Court of Appeals of Arizona, Second Division

December 19, 2013

The State of Arizona, Appellee,
v.
Josh Alan Albritton, Appellant

Not for Publication – Rule 111(c), Rules of the Arizona Supreme Court.

Appeal from the Superior Court in Cochise County No. CR201100236 The Honorable James L. Conlogue, Judge

Thomas C. Horne, Arizona Attorney General, By Joseph T. Maziarz, Section Chief Counsel, Phoenix and Jonathan Bass, Assistant Attorney General, Tucson Counsel for Appellee

Lynn T. Hamilton, Mesa Counsel for Appellant

Chief Judge Howard authored the decision of the Court, in which Presiding Judge Vásquez and Judge Miller concurred.

MEMORANDUM DECISION

HOWARD, Chief Judge:

¶1 Following a jury trial, Joshua Albritton was convicted of three counts of aggravated assault and eight counts of misconduct involving weapons. On appeal, Albritton argues that insufficient evidence supported the jury verdicts on the weapons misconduct charges, that his cumulative eighty-year prison sentence for the weapons misconduct charges violates the Eighth Amendment's prohibition against cruel and unusual punishment, and that the prosecutor committed misconduct during closing arguments. For the following reasons, we affirm.

Factual and Procedural Background

¶2 We view the facts in the light most favorable to upholding the jury's verdicts. State v. Pena, 233 Ariz. 112, ¶ 4, 309 P.3d 936, 938 (App. 2013). In March 2011, a lending company sent L.M. to repossess Albritton's motorcycle because he had defaulted on the loan. L.M. arrived at Albritton's former wife's residence sometime between three and four in the morning and found Albritton in the driveway working on a truck. L.M. explained who he was and why he was there, but Albritton did not respond and instead began walking into the garage.

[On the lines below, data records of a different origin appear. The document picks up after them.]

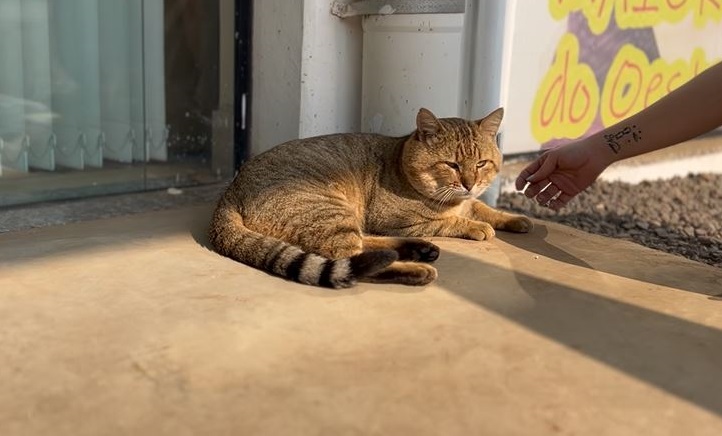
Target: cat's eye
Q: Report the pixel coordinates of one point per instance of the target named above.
(453, 165)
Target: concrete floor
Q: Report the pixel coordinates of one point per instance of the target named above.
(131, 326)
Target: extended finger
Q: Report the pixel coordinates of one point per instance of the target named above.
(535, 188)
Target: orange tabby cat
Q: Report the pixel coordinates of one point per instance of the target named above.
(335, 209)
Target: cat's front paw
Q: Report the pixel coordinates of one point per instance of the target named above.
(481, 231)
(519, 224)
(418, 250)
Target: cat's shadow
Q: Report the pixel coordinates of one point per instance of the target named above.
(598, 327)
(537, 242)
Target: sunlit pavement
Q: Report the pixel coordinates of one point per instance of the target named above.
(133, 326)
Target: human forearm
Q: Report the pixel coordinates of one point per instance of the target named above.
(689, 111)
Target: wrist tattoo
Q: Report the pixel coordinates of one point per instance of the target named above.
(624, 136)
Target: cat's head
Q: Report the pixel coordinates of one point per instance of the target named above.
(450, 159)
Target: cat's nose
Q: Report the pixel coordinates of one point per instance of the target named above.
(467, 182)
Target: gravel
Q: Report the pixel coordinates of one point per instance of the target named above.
(682, 215)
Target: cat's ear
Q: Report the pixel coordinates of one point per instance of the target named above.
(427, 124)
(490, 123)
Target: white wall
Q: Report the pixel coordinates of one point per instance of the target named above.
(306, 72)
(331, 72)
(276, 74)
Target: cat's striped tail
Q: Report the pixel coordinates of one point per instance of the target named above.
(231, 238)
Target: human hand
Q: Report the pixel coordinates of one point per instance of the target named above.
(559, 174)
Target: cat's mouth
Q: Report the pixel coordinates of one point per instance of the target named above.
(451, 194)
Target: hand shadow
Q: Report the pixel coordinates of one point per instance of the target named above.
(616, 257)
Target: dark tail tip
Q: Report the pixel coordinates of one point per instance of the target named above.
(372, 261)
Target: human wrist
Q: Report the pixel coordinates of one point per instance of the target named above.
(599, 151)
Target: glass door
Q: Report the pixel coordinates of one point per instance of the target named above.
(109, 96)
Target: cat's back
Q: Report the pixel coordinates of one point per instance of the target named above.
(318, 159)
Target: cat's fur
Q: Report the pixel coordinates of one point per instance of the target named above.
(335, 209)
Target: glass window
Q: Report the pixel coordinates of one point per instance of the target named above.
(107, 96)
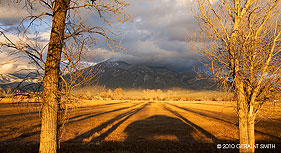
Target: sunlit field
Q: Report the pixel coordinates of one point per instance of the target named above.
(139, 122)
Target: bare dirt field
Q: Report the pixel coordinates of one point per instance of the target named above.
(139, 126)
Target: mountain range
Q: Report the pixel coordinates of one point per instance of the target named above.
(119, 74)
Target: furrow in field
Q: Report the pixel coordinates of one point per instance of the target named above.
(101, 131)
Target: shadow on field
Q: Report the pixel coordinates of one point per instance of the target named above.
(159, 127)
(122, 117)
(206, 133)
(222, 120)
(87, 115)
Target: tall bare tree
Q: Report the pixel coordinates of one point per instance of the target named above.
(68, 26)
(240, 43)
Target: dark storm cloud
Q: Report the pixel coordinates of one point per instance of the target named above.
(157, 36)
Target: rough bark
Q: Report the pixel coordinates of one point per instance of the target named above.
(48, 136)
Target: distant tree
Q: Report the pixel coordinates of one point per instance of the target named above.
(240, 43)
(69, 30)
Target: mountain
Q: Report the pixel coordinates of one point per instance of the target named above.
(119, 74)
(8, 78)
(19, 80)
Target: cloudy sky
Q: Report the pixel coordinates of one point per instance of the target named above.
(156, 36)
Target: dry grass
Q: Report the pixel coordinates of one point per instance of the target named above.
(126, 126)
(97, 93)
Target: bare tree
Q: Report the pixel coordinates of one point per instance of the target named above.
(240, 43)
(69, 27)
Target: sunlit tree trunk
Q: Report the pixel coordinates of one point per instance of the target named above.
(48, 137)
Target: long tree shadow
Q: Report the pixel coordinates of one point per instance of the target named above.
(29, 134)
(213, 117)
(203, 131)
(202, 114)
(158, 128)
(104, 125)
(165, 134)
(87, 115)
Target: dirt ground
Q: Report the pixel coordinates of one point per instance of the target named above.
(140, 126)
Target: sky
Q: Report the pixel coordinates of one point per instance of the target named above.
(156, 36)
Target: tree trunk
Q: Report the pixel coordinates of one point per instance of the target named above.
(48, 136)
(243, 130)
(251, 134)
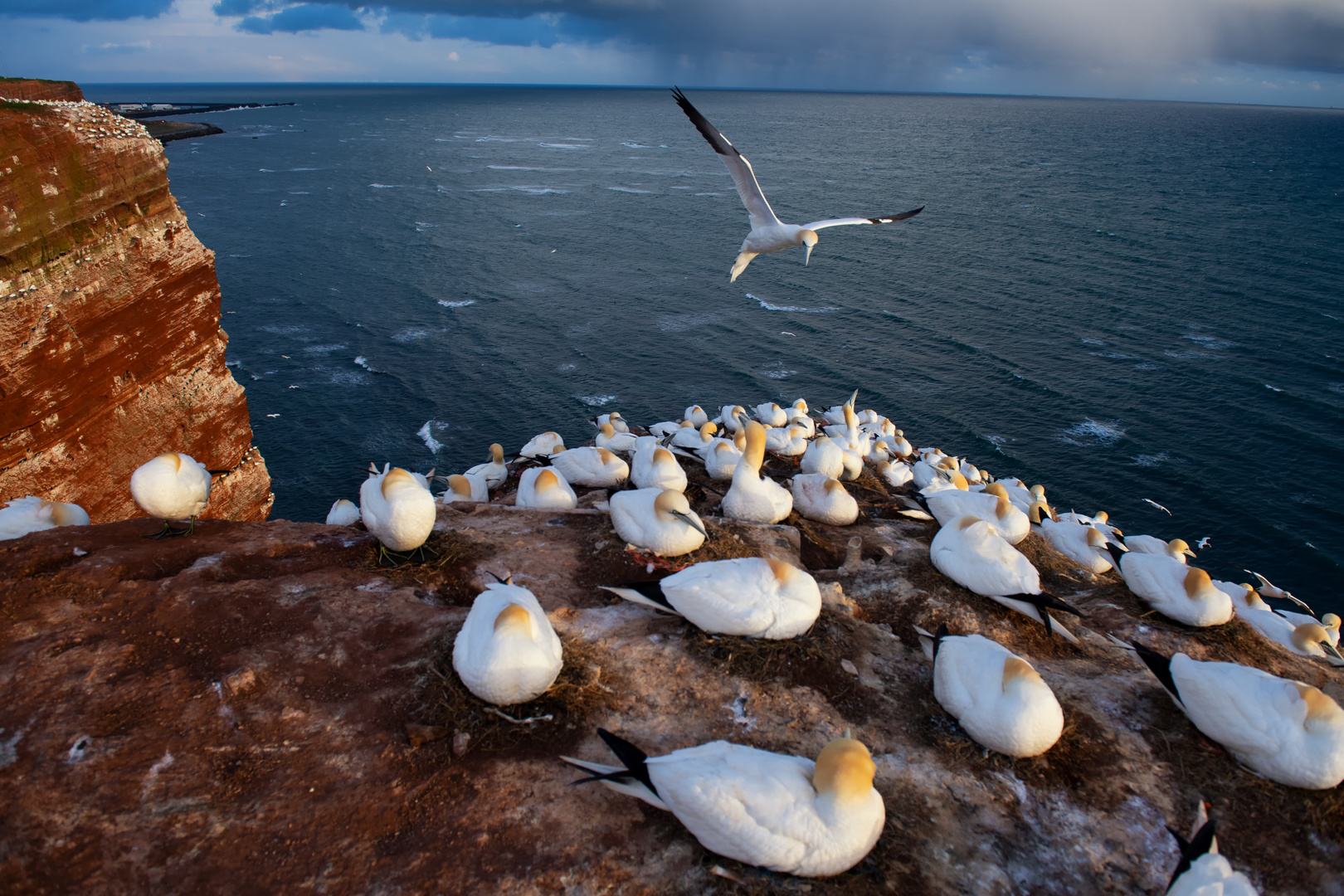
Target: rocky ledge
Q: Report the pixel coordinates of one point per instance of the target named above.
(110, 347)
(261, 709)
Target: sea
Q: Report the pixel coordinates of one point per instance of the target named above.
(1138, 305)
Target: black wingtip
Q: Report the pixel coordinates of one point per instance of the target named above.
(1159, 665)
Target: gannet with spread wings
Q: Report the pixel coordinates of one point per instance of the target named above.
(767, 232)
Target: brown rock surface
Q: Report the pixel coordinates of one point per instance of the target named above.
(39, 89)
(110, 348)
(236, 712)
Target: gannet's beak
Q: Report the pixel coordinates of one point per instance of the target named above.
(691, 522)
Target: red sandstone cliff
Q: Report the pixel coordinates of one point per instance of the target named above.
(110, 347)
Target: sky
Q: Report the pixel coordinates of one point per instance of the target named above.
(1254, 51)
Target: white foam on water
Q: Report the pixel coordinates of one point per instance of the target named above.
(797, 309)
(426, 434)
(1093, 433)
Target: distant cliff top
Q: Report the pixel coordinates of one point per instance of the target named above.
(39, 89)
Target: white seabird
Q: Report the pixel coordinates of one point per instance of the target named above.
(767, 232)
(778, 811)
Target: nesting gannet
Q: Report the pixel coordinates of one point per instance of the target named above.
(655, 468)
(992, 505)
(592, 468)
(1176, 548)
(721, 460)
(543, 488)
(397, 509)
(821, 499)
(465, 486)
(171, 486)
(824, 455)
(767, 232)
(657, 520)
(1082, 544)
(784, 813)
(689, 437)
(613, 441)
(772, 414)
(972, 553)
(32, 514)
(894, 475)
(507, 652)
(1283, 730)
(752, 597)
(543, 445)
(1179, 592)
(494, 472)
(696, 416)
(343, 514)
(1202, 871)
(995, 694)
(753, 499)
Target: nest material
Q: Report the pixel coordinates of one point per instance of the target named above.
(452, 711)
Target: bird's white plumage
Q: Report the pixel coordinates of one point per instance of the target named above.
(544, 489)
(1283, 730)
(752, 597)
(665, 525)
(511, 660)
(823, 499)
(32, 514)
(397, 509)
(171, 486)
(1001, 704)
(343, 514)
(761, 807)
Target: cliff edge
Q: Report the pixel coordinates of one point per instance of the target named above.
(110, 347)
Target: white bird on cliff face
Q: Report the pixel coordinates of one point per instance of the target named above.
(494, 472)
(543, 488)
(32, 514)
(343, 514)
(507, 652)
(972, 553)
(767, 232)
(397, 509)
(753, 499)
(752, 597)
(657, 520)
(996, 696)
(1283, 730)
(592, 468)
(171, 486)
(821, 499)
(784, 813)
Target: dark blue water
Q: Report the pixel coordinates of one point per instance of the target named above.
(1120, 299)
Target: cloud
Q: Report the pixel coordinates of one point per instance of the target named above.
(305, 17)
(85, 10)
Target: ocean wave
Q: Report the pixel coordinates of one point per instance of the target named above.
(797, 309)
(1092, 433)
(426, 434)
(1209, 342)
(363, 362)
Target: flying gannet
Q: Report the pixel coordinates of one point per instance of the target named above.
(767, 232)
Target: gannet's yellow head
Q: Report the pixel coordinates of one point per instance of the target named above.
(810, 240)
(845, 770)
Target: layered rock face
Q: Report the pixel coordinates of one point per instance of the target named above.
(261, 709)
(110, 347)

¶3 L.M. followed Albritton and stopped at the entrance of the garage. Albritton closed the garage door, trapping L.M.'s foot and hitting it with a hatchet, almost completely severing one of L.M.'s toes. Albritton then raised the garage door slightly, allowing L.M. to free his foot. L.M. returned to his work truck and called 9-1-1.

¶4 After police arrived, they obtained a warrant to search the house for evidence related to L.M.'s injuries. During the search, police found a hatchet that was consistent with the weapon used to injure L.M. Police also found two safes in the stairwell —a small combination safe and a larger safe that required a key to open. Albritton told the officers the combination to the smaller safe and explained that it contained the key to open the larger safe. The larger safe opened into a space underneath the stairs that reached up to the second story and contained eight firearms and a large amount of ammunition. Because Albritton was a convicted felon whose rights to possess a firearm had not been restored, officers seized the weapons and a portion of the ammunition.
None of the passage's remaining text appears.